Hints: You’ll notice that the index won’t be the column you want to merge on in the city_pop data. What column should you merge on in city_pop? Which column should you merge on in city_c?

The syntax for merging on a column (which is not the index) is to pass the column name to the optional ‘left_on=’ or ‘right_on=’ arguments. And we don’t use right_index=True (or left_index=True), depending on which we’re using.

So for example: df1.merge(df2, left_on=‘Name’, right_index=True) would join df1 (on the left) to df2 (on the right), using the column ‘Name’ on the left (df1) and the index column (whatever that is) on the right (df2).

A footnote about footnotes

Just a quick note - if you look at the primary UN data, you’ll see footnotes which will confuse the hell out of Pandas. I’ve taken the footnotes out, but you can use .tail() to see whether there’s any junk in the trunk, and remove it via a text editor.

Clean data

We need to simplify this data a bit in the following ways:

  1. I’m going to focus on one year (2012)
  2. I’m going to just look at “Both Sexes” (not focus on one gender)
  3. I’m going to get rid of a column of data (the ‘Value Footnotes’ column) using the drop() method.
cities = cities[cities['Sex']=='Both Sexes']
cities = cities[cities['Year']==2012]
cities.drop('Value Footnotes', axis=1, inplace=True)
NameError: ignored
cities.head()

Extension: In My Place

The command I used to get rid of that column is cities.drop(‘Value Footnotes’, axis=1, inplace=True). The syntax is not so complex - the first argument, ‘Value Footnotes’, is just the name of the column; the second argument, axis=1, tells Pandas to look for a column to remove (instead of a row which has axis=0); the third and final argument, inplace=True, is a command that tells Pandas to edit inplace, i.e. to edit the dataframe (cities) directly. When inplace is False (the default), this command does not directly edit cities, but instead provide an output. So the syntax for that would be

new_cities = cities.drop(‘Value Footnotes’, axis=1)

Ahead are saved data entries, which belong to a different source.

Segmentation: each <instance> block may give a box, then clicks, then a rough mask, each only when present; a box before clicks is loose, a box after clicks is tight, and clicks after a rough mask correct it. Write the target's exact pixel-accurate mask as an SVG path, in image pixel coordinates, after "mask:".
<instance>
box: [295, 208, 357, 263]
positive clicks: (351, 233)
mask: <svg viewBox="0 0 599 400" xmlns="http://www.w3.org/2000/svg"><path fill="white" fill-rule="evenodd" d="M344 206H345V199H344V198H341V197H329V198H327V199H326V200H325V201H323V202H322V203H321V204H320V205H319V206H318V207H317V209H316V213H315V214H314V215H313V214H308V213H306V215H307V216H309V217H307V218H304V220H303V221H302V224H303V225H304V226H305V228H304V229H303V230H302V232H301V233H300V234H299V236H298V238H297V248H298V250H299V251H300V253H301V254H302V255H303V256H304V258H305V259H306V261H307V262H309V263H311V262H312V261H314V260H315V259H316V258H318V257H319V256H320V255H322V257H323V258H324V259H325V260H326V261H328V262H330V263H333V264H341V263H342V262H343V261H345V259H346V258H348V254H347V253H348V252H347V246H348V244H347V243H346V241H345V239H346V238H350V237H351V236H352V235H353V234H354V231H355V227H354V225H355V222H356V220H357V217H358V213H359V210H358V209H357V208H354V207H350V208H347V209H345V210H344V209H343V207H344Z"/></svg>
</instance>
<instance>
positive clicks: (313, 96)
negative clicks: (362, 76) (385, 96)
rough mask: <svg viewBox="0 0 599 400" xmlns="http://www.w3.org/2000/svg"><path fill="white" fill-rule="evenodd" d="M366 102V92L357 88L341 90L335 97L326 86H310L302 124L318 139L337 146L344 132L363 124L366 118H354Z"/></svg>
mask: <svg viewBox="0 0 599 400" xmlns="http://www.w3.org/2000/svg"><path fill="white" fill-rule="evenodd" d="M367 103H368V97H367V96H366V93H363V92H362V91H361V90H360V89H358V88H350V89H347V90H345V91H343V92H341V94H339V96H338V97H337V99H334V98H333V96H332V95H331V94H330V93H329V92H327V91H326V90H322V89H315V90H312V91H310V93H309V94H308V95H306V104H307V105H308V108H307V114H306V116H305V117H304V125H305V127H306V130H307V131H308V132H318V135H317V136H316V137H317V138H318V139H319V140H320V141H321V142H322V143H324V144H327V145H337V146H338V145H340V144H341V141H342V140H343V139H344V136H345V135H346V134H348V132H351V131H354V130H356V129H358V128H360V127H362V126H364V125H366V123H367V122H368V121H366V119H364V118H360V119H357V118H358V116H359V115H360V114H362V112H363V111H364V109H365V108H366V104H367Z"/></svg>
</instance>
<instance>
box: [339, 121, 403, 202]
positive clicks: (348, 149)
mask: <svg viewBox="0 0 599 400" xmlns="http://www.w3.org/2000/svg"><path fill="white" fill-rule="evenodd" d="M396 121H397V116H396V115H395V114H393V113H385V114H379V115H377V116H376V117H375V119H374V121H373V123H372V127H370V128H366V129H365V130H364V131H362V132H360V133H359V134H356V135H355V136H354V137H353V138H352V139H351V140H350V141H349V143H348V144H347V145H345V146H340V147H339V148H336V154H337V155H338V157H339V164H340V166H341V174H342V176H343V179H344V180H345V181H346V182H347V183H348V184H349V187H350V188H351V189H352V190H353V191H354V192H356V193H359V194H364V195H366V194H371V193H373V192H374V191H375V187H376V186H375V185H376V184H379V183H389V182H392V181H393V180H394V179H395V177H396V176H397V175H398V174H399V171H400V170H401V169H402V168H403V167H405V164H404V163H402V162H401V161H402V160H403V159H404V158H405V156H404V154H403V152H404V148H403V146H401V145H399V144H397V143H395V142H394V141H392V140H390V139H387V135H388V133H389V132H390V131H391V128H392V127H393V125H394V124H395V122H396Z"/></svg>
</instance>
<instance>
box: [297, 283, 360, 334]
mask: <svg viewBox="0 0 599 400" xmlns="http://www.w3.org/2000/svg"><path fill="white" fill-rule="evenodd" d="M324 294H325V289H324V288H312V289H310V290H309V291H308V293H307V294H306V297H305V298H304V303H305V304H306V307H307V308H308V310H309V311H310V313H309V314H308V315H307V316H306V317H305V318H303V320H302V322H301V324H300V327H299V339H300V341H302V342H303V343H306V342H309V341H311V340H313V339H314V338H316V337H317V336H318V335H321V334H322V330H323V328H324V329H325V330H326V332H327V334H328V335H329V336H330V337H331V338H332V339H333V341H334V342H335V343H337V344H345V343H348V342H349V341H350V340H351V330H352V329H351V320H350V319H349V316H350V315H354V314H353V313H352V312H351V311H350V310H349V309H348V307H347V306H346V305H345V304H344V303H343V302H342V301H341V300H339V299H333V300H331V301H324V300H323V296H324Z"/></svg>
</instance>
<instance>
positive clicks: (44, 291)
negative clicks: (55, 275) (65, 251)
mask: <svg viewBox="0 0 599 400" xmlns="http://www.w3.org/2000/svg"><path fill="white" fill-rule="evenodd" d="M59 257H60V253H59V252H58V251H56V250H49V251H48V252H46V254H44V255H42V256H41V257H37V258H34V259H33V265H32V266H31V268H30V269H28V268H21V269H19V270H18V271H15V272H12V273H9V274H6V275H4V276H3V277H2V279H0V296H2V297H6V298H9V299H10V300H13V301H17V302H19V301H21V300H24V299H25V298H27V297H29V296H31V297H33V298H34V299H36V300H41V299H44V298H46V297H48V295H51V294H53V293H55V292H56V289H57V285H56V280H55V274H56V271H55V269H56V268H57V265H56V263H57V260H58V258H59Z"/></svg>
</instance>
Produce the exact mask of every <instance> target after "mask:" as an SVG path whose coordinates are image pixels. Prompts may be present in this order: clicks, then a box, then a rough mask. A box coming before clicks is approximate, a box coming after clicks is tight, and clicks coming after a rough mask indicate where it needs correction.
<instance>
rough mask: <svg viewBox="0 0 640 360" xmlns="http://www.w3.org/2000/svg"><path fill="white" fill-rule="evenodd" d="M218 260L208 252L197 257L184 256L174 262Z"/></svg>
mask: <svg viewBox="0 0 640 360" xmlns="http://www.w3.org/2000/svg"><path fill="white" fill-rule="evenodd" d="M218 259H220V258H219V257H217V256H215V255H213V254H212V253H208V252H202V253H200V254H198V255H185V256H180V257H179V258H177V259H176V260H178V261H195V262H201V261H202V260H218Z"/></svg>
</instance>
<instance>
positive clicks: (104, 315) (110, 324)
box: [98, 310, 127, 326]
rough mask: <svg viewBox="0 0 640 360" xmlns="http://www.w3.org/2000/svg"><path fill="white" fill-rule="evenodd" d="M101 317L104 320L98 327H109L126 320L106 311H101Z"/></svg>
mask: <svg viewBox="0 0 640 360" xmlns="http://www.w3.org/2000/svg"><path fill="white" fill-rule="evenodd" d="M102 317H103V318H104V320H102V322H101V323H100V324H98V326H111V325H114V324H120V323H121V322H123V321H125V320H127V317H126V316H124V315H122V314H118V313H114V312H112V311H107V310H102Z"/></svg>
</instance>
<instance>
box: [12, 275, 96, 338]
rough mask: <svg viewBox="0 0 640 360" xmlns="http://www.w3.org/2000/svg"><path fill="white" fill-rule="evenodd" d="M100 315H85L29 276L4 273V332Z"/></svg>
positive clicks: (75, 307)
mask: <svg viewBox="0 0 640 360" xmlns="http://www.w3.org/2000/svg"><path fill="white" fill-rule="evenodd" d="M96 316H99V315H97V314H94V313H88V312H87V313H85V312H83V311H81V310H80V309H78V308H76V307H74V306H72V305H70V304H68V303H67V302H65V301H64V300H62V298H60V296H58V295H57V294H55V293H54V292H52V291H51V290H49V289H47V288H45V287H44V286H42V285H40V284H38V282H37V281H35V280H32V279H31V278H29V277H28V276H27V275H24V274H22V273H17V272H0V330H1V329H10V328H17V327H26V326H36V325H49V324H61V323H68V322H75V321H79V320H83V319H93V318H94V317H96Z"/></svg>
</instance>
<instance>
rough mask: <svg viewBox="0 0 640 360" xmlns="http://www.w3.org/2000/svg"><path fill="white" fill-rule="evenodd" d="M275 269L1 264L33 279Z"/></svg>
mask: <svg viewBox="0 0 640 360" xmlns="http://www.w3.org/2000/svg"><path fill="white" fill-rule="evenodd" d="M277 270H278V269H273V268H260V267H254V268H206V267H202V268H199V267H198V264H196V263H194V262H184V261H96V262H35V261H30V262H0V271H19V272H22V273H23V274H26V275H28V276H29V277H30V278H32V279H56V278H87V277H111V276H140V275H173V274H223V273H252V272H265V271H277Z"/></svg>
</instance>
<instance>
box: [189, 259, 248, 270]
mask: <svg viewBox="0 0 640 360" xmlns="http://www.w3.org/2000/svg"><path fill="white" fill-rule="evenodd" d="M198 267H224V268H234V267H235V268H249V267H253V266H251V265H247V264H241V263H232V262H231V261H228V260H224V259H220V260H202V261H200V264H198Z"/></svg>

and new_cities would be a version of cities without the offending column. This is usually the safer option.

Life, Oh Life

The UN also has useful data by country, so let’s try and work with some of that and join it up with our city data. Let’s work with Life Expectancy Data:

http://data.un.org/Data.aspx?d=WDI&f=Indicator_Code%3ASP.DYN.LE00.IN

life = pd.read_csv('https://s3.eu-west-2.amazonaws.com/qm2/wk3/UN_Life_all.csv', index_col=0)
life.head()

Exercise:

In a new cell, clean up the above dataframe by

  • removing the “Value Footnotes” Column
  • use only the most recent data (2012)

Let’s make it a little clearer what “Value” refers to, by renaming the column. This is one way to do that:

life.rename(columns={'Value':'Life Expectancy'}, inplace=True)
life.head()

Now, merge this data with the cities data to show life expectancy for each city (based on the country it is in), and show the first 5 rows.

Plot population against life expectancy. Use plot’s optional arguments to specify the x column, y column, and that kind=‘scatter’.

Question: How much data was “missing” in the merge?